Boogie Nights (Eagle Home Entertainment, Rs 99) released in 1997 and immediately marked Anderson out as an ambitious, fluid filmmaker. The film was set in the Los Angeles porn industry of the ‘70s. Burt Reynolds’ director chances upon the prodigiously endowed Dirk Diggler (Mark Wahlberg) and offers him the lead role in his film, as well as a glimpse of the high life. At first, the film bounces along like a cork on the water, buoyant and sunny. Then, as the decade draws to a close, it changes face and becomes darker (the actual porn industry also suffered a downturn in the ‘80s, with the advent of video and the threat of AIDS). Boogie Nights is dotted with sensational set-pieces: the long opening shot introducing the principal players; the swimming pool sequence that echoes Mikhail Kalatozov’s I Am Cuba; the stand-off at the mansion, with a dead-eyed Wahlberg as scary as the raving Alfred Molina.


If 2007's No Country for Old Men and Michael Clayton were portraits of modern-day America’s spiritual crisis, There Will Be Blood (Disney, Rs 299), released the same year, was a key to the miasma. It’s the story of an early 20th century oil prospector, played with menacing authority by Daniel-Day Lewis, and his battle with a young priest for the soul of a small town. The movie is gritty and stark; you can almost taste the dust and the oil through Robert Elswitt’s visuals, and hear the madness in Radiohead guitarist Jonny Greenwood’s score. Anderson said that he watched The Treasure of Sierra Madre repeatedly while making There Will Be Blood, and it’s clear how much John Huston’s movie about frontier lives ruined by greed has influenced this one. One also gets the sense of a naturally flashy filmmaker cutting away the fat and getting down to the basics. No Country may have nabbed the Oscar with its more abstract apocalyptic visions, but There Will Be Blood was the real deal. 

English Vinglish: Review


Sridevi always seemed like a great candidate for a second innings. India’s biggest female star in the ’80s and early ’90s, she was also – script- and director-willing – a terrific actor, with standout performances in films like Sadma and Lamhe. On hiatus for the past 15 years, she’s back as the lead in Gauri Shinde’s directorial debut English Vinglish. Happily, she still has that unforced charm that made her one of the least narcissistic Bollywood stars of her generation. Pity, then, that this diverting but uneven comeback film spends its latter half struggling to keep it real.

Sridevi plays Shashi Godbole, a Pune homemaker with a tenuous grasp on the English language.
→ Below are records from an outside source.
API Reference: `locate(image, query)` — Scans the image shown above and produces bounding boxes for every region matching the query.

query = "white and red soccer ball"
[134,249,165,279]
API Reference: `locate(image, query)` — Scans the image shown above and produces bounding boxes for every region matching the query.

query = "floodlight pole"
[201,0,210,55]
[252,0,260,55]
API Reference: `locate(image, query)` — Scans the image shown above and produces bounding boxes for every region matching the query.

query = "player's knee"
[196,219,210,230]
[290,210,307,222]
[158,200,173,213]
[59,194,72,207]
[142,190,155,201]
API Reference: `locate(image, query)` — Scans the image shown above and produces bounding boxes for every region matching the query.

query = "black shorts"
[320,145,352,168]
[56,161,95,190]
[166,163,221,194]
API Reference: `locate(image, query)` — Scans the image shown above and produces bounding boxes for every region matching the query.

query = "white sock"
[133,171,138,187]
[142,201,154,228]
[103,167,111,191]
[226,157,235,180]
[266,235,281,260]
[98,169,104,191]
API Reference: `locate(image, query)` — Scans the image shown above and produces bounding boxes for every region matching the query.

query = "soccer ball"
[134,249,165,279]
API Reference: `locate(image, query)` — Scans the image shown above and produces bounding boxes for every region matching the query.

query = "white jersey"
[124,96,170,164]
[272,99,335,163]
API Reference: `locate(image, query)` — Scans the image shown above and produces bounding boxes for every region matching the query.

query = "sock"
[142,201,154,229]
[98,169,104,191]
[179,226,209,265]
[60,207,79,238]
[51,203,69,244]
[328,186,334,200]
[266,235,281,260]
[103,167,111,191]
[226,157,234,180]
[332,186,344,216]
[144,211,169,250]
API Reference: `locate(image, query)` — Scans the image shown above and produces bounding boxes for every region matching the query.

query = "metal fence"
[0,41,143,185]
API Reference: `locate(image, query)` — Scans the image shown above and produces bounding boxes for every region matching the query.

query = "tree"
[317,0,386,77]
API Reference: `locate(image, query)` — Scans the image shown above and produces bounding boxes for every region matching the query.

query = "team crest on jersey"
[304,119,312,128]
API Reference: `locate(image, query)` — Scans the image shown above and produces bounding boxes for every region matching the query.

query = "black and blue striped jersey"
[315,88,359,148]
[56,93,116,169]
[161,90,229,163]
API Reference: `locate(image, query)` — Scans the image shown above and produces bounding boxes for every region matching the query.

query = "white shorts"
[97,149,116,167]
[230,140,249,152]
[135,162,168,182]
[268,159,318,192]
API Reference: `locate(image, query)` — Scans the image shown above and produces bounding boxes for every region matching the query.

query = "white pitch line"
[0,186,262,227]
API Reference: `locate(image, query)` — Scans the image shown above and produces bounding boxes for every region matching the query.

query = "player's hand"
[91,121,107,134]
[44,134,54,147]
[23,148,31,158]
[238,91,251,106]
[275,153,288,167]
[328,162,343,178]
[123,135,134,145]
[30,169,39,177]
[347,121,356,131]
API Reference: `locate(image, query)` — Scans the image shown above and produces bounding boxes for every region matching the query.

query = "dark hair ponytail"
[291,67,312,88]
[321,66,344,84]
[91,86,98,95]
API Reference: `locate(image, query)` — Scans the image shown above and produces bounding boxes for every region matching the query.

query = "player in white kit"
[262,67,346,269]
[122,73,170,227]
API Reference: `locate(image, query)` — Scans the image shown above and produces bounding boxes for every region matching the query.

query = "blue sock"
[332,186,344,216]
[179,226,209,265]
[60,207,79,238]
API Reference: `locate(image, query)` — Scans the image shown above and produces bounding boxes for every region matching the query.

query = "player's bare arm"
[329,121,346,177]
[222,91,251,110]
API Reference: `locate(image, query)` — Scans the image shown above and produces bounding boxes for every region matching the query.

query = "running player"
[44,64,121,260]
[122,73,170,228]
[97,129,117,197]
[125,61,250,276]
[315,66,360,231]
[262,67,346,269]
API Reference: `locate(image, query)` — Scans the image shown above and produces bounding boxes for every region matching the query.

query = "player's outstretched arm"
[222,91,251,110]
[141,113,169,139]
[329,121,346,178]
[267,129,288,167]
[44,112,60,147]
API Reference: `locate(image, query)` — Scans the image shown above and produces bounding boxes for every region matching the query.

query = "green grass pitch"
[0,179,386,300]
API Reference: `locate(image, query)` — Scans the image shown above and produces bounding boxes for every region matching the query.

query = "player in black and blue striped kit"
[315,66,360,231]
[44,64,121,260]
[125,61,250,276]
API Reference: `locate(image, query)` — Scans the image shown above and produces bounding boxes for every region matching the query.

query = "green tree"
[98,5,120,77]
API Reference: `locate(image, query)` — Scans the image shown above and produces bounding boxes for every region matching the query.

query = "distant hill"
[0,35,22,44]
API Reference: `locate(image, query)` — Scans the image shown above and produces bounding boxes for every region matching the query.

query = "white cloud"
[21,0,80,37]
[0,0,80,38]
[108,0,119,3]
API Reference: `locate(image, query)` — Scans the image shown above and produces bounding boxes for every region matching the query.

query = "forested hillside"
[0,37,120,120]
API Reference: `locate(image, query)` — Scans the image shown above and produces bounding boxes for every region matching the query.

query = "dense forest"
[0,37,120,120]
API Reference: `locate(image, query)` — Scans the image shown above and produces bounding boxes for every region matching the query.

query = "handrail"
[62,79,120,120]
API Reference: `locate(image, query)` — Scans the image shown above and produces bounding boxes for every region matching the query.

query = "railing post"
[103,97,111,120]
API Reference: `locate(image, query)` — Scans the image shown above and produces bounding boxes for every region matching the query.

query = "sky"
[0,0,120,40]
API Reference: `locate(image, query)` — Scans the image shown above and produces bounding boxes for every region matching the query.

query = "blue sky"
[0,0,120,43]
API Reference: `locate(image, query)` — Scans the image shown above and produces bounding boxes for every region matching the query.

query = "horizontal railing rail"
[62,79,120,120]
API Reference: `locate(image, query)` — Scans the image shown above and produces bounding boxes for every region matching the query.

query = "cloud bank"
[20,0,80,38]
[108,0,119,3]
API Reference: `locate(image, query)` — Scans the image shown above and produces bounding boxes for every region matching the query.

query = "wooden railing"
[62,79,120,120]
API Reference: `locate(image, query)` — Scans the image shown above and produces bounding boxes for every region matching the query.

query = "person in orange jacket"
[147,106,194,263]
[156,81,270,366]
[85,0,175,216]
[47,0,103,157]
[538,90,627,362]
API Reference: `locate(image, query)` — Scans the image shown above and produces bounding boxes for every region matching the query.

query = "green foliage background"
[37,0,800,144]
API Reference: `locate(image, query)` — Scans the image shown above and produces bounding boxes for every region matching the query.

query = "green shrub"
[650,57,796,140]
Her bratty daughter and supercilious husband (Adil Hussain) keep pointing out her mistakes – something she’s embarrassed about, but has come to accept and live with. But when she has to travel by herself to New York for her niece’s wedding, the problem is compounded. Enter an impossibly diverse English tutorial class (pro-gay, even) and English Vinglish becomes an American version of the British TV series Mind Your Language. Shashi and her classmates (including the fine French actor Mehdi Nebbou) stumble towards fluency, even as Shinde throws in a bunch of touristy montages that tell us little about the city they’re flattering. Still, the classroom scenes are funny, with everyone gamely playing up their racial stereotypes. (Rajeev Ravindranathan’s broad Tamilian accent must have tickled Sridevi, who belongs to that state.)

As Shashi began to find herself, we started to find ourselves dreading a melodramatic backlash. It arrived on cue. Her family joins her early, and turns out to be as insufferable on holiday as they were back home. Her final examination is scheduled for the same day as the wedding (of course it is). Most disappointingly, instead of taking her emancipation to its logical end, Shashi goes ahead and does what Hindi film mothers have been doing for the past century – sacrifice her dreams for her family. “I don’t need love, I just need a little respect,” Shashi tells her niece at one point. For that to happen, she’ll probably have to start respecting herself a little.